Informacja o wspólnym projekcie Mike’a McCready’ego i Seattle Symphony spowodowała, że poczułem się zaniepokojony. Pojawienie się w tytule płyty nazwy Mad Season spotęgowało to uczucie, bo przecież dwóch oryginalnych członków zespołu, w tym wokalista Layne Stayley, od lat nie żyje. Było zatem oczywiste, że Mike’owi McCready’emu i perkusiście Barrett’owi Martin’owi będą musieli towarzyszyć inni muzycy. Lista nazwisk zaproszonych gości robi wrażenie, Chris Cornell, Duff McKagan, Sean Kinney, Matt Cameron, Jeff Ament, Stone Gossard, to tylko niektóre z nich. Ale, jak mawia Dariusz Szpakowski w odniesieniu do potyczek piłkarskich, „nazwiska nie grają”.

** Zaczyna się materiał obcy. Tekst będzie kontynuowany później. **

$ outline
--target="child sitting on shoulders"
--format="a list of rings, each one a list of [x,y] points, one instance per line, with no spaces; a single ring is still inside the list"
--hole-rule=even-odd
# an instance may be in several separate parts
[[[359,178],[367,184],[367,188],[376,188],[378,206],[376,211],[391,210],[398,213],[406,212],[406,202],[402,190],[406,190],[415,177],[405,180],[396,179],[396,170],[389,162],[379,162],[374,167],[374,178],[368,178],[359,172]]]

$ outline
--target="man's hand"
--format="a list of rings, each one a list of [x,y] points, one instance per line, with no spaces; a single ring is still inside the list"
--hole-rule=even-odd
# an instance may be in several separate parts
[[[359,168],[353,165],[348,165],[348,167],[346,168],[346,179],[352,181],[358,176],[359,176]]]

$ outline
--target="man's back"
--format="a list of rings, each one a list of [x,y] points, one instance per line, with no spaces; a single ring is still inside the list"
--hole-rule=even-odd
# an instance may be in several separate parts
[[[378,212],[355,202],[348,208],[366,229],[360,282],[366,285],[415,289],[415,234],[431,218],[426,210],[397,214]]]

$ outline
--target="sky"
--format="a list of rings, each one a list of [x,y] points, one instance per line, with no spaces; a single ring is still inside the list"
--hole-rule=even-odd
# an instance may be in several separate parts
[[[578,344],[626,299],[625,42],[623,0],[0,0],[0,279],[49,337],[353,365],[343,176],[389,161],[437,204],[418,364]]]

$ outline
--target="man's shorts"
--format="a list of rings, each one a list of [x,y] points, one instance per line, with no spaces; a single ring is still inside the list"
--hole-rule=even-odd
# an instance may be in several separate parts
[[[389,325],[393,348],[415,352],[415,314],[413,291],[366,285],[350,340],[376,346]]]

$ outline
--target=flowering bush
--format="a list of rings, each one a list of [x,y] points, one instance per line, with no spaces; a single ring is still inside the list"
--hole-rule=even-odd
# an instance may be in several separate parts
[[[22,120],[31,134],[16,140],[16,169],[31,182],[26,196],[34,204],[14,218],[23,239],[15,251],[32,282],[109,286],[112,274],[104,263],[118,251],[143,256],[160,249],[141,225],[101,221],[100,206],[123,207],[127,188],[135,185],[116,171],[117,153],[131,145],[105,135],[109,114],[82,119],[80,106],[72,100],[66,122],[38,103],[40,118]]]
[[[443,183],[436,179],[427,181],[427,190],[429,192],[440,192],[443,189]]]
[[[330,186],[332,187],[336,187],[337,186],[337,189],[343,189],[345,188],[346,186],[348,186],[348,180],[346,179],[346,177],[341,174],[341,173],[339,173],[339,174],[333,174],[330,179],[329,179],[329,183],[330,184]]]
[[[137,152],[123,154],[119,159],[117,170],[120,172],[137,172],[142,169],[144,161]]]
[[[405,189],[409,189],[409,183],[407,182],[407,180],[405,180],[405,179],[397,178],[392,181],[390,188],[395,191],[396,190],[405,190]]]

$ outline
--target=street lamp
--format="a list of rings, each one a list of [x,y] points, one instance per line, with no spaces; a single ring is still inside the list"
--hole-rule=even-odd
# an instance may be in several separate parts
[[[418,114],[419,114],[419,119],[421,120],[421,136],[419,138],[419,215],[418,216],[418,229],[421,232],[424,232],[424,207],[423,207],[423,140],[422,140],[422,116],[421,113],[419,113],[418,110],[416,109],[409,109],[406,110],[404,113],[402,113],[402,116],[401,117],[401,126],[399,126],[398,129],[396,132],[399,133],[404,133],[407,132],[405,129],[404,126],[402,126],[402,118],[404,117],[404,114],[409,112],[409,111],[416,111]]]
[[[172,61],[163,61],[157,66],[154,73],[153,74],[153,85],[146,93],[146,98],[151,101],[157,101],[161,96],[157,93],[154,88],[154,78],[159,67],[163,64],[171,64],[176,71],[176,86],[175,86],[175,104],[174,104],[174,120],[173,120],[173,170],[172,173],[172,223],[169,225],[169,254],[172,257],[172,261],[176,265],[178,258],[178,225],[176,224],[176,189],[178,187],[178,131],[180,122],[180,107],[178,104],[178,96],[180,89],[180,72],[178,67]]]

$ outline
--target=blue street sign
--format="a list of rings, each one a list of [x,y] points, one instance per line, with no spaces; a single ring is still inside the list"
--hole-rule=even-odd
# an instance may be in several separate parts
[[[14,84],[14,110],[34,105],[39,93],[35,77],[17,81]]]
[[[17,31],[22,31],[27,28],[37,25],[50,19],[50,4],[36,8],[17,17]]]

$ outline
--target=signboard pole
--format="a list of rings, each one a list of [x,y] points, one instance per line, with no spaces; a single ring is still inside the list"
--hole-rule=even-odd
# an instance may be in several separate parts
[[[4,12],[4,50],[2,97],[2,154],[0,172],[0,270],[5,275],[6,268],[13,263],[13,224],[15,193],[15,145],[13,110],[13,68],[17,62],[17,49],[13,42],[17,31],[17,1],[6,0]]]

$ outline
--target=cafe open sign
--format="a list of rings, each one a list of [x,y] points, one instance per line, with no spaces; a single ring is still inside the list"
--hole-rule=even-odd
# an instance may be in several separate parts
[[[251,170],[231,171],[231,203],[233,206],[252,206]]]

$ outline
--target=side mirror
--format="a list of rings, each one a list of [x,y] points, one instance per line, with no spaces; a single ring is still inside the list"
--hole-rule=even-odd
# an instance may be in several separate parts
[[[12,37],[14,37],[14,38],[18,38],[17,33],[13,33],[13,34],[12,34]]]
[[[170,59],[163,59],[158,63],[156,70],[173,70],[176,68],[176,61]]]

Nie wdając się w dłuższe dywagacje, „Sonic Evolution” nie stała się pierwszą w historii płytą, na której połączenie orkiestry i zespołu rockowego w końcu zatrybiło. Nie jest to możliwe prawdopodobnie z tego powodu, iż nie istnieje sposób idealnego zespolenia dźwięków tych dwóch grup muzyków. Można być najgłośniej grającym zespołem rockowym świata, ale gdy orkiestra symfoniczna łupnie pełną mocą, to efekt jest mniej więcej taki, jakby tłem stał się huragan największej mocy. Słychać to dobrze w otwierającym płytę „Waking The Horizon”, w którym o obecności Mike’a McCready’ego, poza spokojniejszym wstępem, zaświadcza dopiero solo gitarowe. Owszem, świetne, ale czy wszystko razem brzmi intrygująco?

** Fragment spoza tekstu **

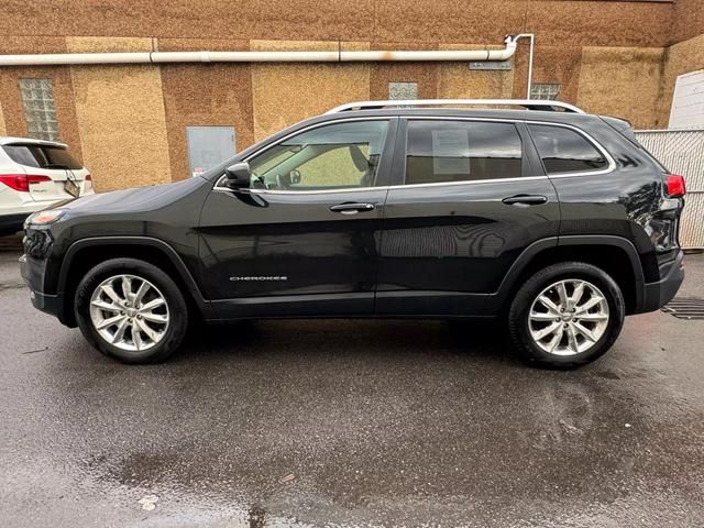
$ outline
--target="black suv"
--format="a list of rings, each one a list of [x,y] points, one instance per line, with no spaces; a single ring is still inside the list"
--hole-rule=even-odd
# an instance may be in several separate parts
[[[173,353],[194,317],[501,316],[524,358],[571,366],[674,296],[684,182],[628,122],[408,102],[340,107],[200,176],[35,213],[32,302],[129,363]]]

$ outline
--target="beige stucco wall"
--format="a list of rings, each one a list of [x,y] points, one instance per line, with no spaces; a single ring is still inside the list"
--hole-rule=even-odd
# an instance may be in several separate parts
[[[671,46],[667,53],[656,125],[667,128],[674,85],[679,75],[704,69],[704,34]]]
[[[440,50],[501,50],[502,46],[440,44]],[[513,59],[512,59],[513,66]],[[472,70],[468,63],[438,65],[438,97],[441,99],[510,98],[514,69]]]
[[[150,51],[151,38],[68,37],[69,52]],[[84,163],[98,190],[170,182],[157,66],[70,68]]]
[[[654,127],[664,50],[584,47],[576,103],[585,111]]]
[[[344,50],[369,50],[345,42]],[[337,42],[251,41],[252,51],[337,51]],[[254,140],[349,101],[370,97],[370,65],[336,63],[252,64]]]
[[[1,102],[0,102],[0,135],[8,135],[8,129],[4,125],[4,114],[2,113]]]

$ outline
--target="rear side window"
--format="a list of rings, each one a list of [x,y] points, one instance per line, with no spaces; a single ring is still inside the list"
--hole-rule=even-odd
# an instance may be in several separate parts
[[[583,173],[608,167],[608,161],[582,134],[564,127],[529,124],[548,174]]]
[[[8,156],[20,165],[36,168],[69,168],[76,170],[82,165],[62,146],[46,146],[37,144],[4,145]]]
[[[512,123],[409,121],[406,148],[406,185],[522,174],[522,145]]]

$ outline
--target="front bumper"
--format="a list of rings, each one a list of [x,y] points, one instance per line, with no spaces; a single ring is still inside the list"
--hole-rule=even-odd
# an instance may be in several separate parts
[[[662,277],[657,283],[647,283],[644,292],[642,307],[637,314],[656,311],[670,302],[684,280],[684,253],[680,251],[674,261],[661,268]]]
[[[31,212],[16,212],[13,215],[0,215],[0,234],[12,234],[22,231],[22,224]]]

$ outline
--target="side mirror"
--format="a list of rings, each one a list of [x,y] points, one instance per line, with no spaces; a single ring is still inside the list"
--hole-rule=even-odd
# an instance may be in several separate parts
[[[250,186],[252,173],[246,162],[235,163],[224,169],[224,185],[231,189],[242,189]]]

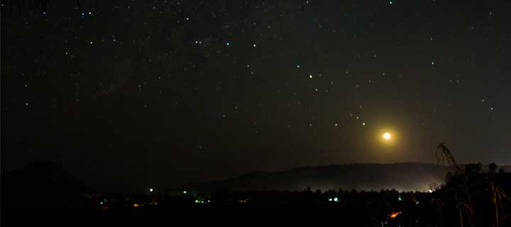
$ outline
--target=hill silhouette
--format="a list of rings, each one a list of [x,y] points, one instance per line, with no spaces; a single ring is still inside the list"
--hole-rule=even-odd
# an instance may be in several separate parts
[[[72,209],[90,189],[63,166],[37,161],[1,176],[2,210]]]
[[[441,184],[448,168],[444,166],[405,162],[345,164],[304,167],[287,171],[256,172],[207,184],[188,184],[183,189],[200,192],[218,191],[301,191],[312,189],[427,191]]]

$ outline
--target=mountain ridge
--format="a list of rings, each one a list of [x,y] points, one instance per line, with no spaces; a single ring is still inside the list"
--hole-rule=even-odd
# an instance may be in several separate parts
[[[180,189],[199,192],[300,191],[310,187],[314,190],[427,191],[432,185],[441,184],[448,170],[448,166],[414,162],[331,164],[252,172],[223,180],[187,184]]]

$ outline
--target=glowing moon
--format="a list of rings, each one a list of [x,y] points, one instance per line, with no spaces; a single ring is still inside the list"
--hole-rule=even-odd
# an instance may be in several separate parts
[[[390,140],[390,138],[392,138],[392,134],[390,134],[390,133],[383,133],[383,139],[384,140]]]

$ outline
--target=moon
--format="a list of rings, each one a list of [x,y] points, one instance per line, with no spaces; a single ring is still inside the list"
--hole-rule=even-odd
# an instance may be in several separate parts
[[[390,140],[392,138],[392,134],[390,133],[383,133],[383,139],[385,140]]]

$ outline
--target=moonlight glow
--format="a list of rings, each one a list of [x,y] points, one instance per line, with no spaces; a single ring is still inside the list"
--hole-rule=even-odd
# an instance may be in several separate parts
[[[383,133],[383,139],[385,140],[389,140],[392,138],[392,134],[390,133]]]

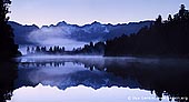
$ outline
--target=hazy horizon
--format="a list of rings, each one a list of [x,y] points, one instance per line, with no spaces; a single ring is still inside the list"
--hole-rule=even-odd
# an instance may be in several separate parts
[[[158,14],[167,19],[178,12],[188,0],[12,0],[11,21],[21,24],[50,26],[60,21],[83,26],[101,23],[128,23],[155,20]]]

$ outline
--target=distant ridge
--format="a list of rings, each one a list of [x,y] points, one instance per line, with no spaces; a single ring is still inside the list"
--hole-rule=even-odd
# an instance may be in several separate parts
[[[66,21],[58,22],[56,26],[42,26],[41,28],[36,24],[22,26],[14,21],[9,21],[9,24],[13,28],[14,40],[18,44],[40,44],[32,37],[38,37],[43,34],[44,40],[46,34],[58,34],[59,38],[67,38],[74,41],[90,42],[90,41],[105,41],[108,39],[113,39],[122,34],[130,34],[138,32],[142,27],[149,27],[153,21],[140,21],[140,22],[129,22],[121,24],[102,24],[100,22],[92,22],[90,24],[77,26],[69,24]],[[48,31],[49,32],[46,32]],[[53,33],[54,30],[54,33]],[[50,32],[52,31],[52,32]],[[58,32],[57,32],[58,31]],[[41,35],[40,35],[41,37]],[[41,38],[42,39],[42,38]],[[46,44],[46,43],[43,43]]]

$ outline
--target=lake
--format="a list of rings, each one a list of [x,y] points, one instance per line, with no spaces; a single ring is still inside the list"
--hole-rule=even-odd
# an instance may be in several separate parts
[[[189,60],[80,55],[0,63],[1,102],[185,102]]]

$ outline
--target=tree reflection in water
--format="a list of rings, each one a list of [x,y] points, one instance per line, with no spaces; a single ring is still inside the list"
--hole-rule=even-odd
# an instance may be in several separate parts
[[[17,63],[14,61],[0,62],[0,102],[10,100],[17,79]]]
[[[80,84],[93,89],[129,86],[151,91],[160,100],[168,95],[185,102],[189,96],[188,67],[185,59],[32,58],[19,63],[14,86],[39,83],[62,90]]]

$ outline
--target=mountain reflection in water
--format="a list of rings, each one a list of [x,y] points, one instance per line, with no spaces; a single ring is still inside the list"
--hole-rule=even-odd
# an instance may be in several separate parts
[[[17,89],[8,102],[16,100],[17,102],[159,102],[155,94],[139,89],[112,86],[94,90],[79,85],[63,91],[42,84]],[[163,96],[162,102],[168,102],[168,96]]]
[[[57,86],[62,91],[81,85],[84,89],[92,88],[91,92],[112,86],[118,91],[125,89],[126,93],[118,93],[119,95],[140,89],[135,94],[148,92],[152,93],[148,94],[149,96],[161,99],[167,95],[183,102],[189,96],[189,79],[187,79],[189,60],[102,57],[23,57],[19,60],[14,89],[37,86],[41,83]],[[82,93],[82,90],[80,92]],[[108,91],[105,93],[109,96]],[[93,98],[93,101],[98,99]]]

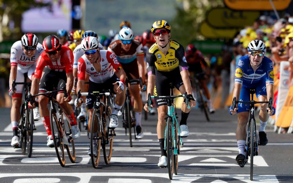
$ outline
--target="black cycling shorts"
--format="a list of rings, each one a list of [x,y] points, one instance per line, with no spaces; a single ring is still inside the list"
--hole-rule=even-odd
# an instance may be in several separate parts
[[[155,96],[170,95],[171,83],[178,90],[179,87],[183,84],[179,67],[169,72],[158,71],[156,69],[155,72],[156,85],[154,90]],[[162,99],[155,99],[155,102],[157,107],[167,105],[166,100]]]
[[[89,90],[88,92],[92,93],[93,92],[108,92],[109,89],[114,94],[116,94],[114,91],[114,85],[113,83],[120,81],[119,78],[115,74],[112,76],[111,78],[102,83],[97,83],[93,82],[91,80],[89,81]],[[88,109],[92,109],[94,107],[94,102],[95,100],[95,97],[92,95],[88,95],[86,96],[86,106]]]
[[[43,72],[44,73],[40,81],[39,92],[47,92],[66,88],[67,77],[65,71],[55,71],[48,67],[45,67]],[[60,92],[58,93],[63,92]]]

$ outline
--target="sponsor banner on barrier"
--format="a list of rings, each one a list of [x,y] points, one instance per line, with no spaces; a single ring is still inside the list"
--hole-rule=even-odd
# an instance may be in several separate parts
[[[199,26],[201,34],[206,38],[233,39],[240,30],[240,28],[215,29],[206,22],[203,22]]]
[[[259,16],[259,11],[235,11],[226,8],[215,8],[207,13],[207,22],[214,27],[243,28],[253,24]]]
[[[282,61],[280,64],[280,79],[277,96],[277,108],[276,111],[276,119],[278,120],[283,107],[283,105],[288,94],[289,87],[288,85],[290,73],[288,70],[289,63]]]
[[[273,10],[270,0],[224,0],[227,6],[238,10]],[[283,10],[288,7],[291,0],[273,0],[277,10]]]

W „Long Gone Day” za mikrofonem staje Chris Cornell. Słychać orkiestrę, z Mad Season na pierwszy plan wysuwa się saksofon, ale Cornell śpiewa w jakiś dziwnie beznamiętny sposób. „River of Deceit”, przejmująca ballada z jedynej studyjnej płyty zespołu, również traci swój pierwotny blask. Brzmi to wszystko, jakby zespół przygrywał do ścieżki dźwiękowej, dajmy na to, „Gwiezdnych wojen”. Dramatycznie natomiast robi się w „I Don’t Know Anything”. W wersji oryginalnej utwór miażdżył bębenki przesterowanym riffem gitary i narastającym, potężnym, wejściem perkusji. Na „Sonic Evolution” lekko zniekształconą gitarę i delikatne popukiwanie perkusji słychać do momentu, gdy po scenie przetacza się orkiestrowa machina, a Cornell znowu śpiewa, jak przy ognisku.

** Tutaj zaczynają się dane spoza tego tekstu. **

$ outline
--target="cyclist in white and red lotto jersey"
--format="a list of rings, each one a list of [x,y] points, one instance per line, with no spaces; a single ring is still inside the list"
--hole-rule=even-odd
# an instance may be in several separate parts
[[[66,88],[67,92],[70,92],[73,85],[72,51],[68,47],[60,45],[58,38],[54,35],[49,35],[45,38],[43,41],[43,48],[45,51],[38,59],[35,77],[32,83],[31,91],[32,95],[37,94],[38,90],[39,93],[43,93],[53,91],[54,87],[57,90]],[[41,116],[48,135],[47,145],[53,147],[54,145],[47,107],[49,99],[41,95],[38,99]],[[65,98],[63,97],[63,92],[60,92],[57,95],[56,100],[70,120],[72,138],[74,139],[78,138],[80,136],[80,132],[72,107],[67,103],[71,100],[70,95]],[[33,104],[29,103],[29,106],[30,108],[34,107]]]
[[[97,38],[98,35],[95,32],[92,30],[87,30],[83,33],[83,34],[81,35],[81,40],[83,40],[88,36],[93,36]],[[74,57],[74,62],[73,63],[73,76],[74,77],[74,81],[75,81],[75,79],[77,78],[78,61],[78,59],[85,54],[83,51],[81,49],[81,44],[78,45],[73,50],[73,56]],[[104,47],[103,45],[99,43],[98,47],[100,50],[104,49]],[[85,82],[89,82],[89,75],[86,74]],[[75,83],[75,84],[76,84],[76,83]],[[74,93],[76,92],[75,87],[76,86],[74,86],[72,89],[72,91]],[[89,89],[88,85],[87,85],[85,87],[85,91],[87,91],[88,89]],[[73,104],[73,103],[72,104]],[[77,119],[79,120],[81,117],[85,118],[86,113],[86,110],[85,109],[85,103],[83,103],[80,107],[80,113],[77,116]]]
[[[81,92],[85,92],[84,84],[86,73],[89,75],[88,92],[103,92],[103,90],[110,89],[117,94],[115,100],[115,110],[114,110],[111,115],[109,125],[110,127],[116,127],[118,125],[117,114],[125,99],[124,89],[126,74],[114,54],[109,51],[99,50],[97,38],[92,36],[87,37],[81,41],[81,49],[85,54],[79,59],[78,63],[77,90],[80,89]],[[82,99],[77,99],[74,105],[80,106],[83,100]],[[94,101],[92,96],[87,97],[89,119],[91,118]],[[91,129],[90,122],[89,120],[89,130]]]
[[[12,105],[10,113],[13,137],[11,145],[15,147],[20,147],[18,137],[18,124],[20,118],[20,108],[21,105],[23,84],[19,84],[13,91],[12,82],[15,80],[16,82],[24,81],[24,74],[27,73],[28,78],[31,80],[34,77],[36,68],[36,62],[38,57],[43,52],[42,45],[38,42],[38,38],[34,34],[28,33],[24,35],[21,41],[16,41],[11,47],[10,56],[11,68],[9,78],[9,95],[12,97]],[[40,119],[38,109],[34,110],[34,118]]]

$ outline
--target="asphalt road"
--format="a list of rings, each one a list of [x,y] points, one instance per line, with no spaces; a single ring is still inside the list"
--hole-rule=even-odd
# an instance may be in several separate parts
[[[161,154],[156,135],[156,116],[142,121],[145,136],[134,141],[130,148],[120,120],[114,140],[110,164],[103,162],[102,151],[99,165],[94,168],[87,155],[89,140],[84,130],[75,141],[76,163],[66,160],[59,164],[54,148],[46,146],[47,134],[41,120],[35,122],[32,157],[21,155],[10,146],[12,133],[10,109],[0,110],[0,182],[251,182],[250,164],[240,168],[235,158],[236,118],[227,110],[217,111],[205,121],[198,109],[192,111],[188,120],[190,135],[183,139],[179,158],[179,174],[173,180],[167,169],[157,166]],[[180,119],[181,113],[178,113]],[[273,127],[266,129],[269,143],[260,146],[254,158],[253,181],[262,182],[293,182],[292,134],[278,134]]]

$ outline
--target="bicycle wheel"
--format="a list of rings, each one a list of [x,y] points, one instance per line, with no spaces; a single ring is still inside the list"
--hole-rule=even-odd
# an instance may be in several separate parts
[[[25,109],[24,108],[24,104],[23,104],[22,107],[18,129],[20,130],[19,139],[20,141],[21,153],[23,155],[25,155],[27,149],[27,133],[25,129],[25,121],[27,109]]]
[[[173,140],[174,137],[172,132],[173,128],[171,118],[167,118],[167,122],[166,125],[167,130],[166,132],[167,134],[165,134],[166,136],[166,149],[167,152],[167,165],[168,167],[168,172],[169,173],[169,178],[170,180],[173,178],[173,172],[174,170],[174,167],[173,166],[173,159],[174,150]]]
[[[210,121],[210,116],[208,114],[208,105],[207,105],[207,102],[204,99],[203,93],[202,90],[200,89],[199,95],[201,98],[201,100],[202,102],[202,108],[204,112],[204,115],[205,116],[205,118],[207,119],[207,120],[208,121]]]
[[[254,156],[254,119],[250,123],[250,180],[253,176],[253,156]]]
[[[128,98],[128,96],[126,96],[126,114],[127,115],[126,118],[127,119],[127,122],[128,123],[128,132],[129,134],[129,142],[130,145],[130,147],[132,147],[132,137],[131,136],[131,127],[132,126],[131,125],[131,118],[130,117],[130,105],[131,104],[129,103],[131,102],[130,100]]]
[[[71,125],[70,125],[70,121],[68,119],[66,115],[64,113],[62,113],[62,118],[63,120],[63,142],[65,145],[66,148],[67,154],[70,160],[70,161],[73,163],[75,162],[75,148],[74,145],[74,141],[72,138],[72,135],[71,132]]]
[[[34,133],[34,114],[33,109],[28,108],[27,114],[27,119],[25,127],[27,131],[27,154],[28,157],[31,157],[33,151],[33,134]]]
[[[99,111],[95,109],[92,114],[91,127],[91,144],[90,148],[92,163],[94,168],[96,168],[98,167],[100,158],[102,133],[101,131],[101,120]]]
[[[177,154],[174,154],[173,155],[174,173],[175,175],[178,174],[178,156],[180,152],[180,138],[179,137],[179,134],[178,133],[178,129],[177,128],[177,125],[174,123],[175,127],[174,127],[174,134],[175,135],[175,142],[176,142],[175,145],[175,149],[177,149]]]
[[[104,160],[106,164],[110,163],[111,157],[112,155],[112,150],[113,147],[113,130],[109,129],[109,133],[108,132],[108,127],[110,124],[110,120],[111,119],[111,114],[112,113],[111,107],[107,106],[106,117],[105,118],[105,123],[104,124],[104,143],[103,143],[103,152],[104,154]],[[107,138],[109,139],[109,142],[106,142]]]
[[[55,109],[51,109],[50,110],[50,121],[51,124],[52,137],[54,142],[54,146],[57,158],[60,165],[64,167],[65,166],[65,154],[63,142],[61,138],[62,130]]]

Skłamałbym jednak, gdybym stwierdził, że płyta niczym mnie nie zaskoczyła, bowiem z wielkim zdziwieniem zauważyłem, że w piątym numerze nagle zniknęła gdzieś orkiestra (antrakt?). Na odpoczynek udał się także Cornell, a jego obowiązki przy mikrofonie powierzono Kim Virant. Nie wiem kim jest, ale wykonanie przez nią „Wake Up” do poszukiwań mnie nie zachęciło. Jeszcze gorzej jest w „Lifeless Dead” i „I’m Above”, w których rolę wokalisty przejmuje niejaki Jeff Angell. Nie chcę definitywnie orzec, że jego głos, w porównaniu z nieco starszymi kolegami ze Stanu Waszyngton, jest po prostu słaby, ale jeśli wokalista ma jakieś stałe pozamuzyczne zajęcie, to ja bym na jego miejscu z niego nie rezygnował.

Przed kończącym płytę „All Alone” na scenie pojawia się niemal cały, z wyjątkiem Eddi’ego Vedder’a, skład Temple of The Dog”. I to w zasadzie jedyna ciekawostka, dla której warto sięgnąć po tę płytę, mimo że wykonania „Call Me a Dog” i „Reach Down” nic nowego nie wnoszą.

Powiem szczerze, że nie do końca pojmuję sens wydania tej płyty, bo nawet gdyby fascynował mnie mariaż rocka i muzyki poważnej, to zamiast oczekiwanych 60. minut interesującej mnie muzyki, dostałbym ledwie ponad dwadzieścia. Jestem pewien, że nawet najbardziej zagorzali fani wszystkich zespołów, których członkowie wystąpili na koncercie zarejestrowanym w Benaroya Hall w Seattle, nie będą po tę płytę sięgać często. Odłożą ją na półkę i traktować będą wyłącznie jako wspomnienie zbędnego wydatku.

Podobno Mad Season szykują całkowicie nowy album. Zastanawiam się nad logiką takiego posunięcia, bo czy nie lepiej byłoby, gdyby „Above” pozostało już na zawsze jedynym, do dziś zachowującym świeżość i moc, materiałem studyjnym zespołu? Odpowiedzią na to pytanie niech będzie zamykający „Sonic Evolution” utwór „All Alone”, w którym słychać odtworzony z samplera głos Layne’a Stayley’a.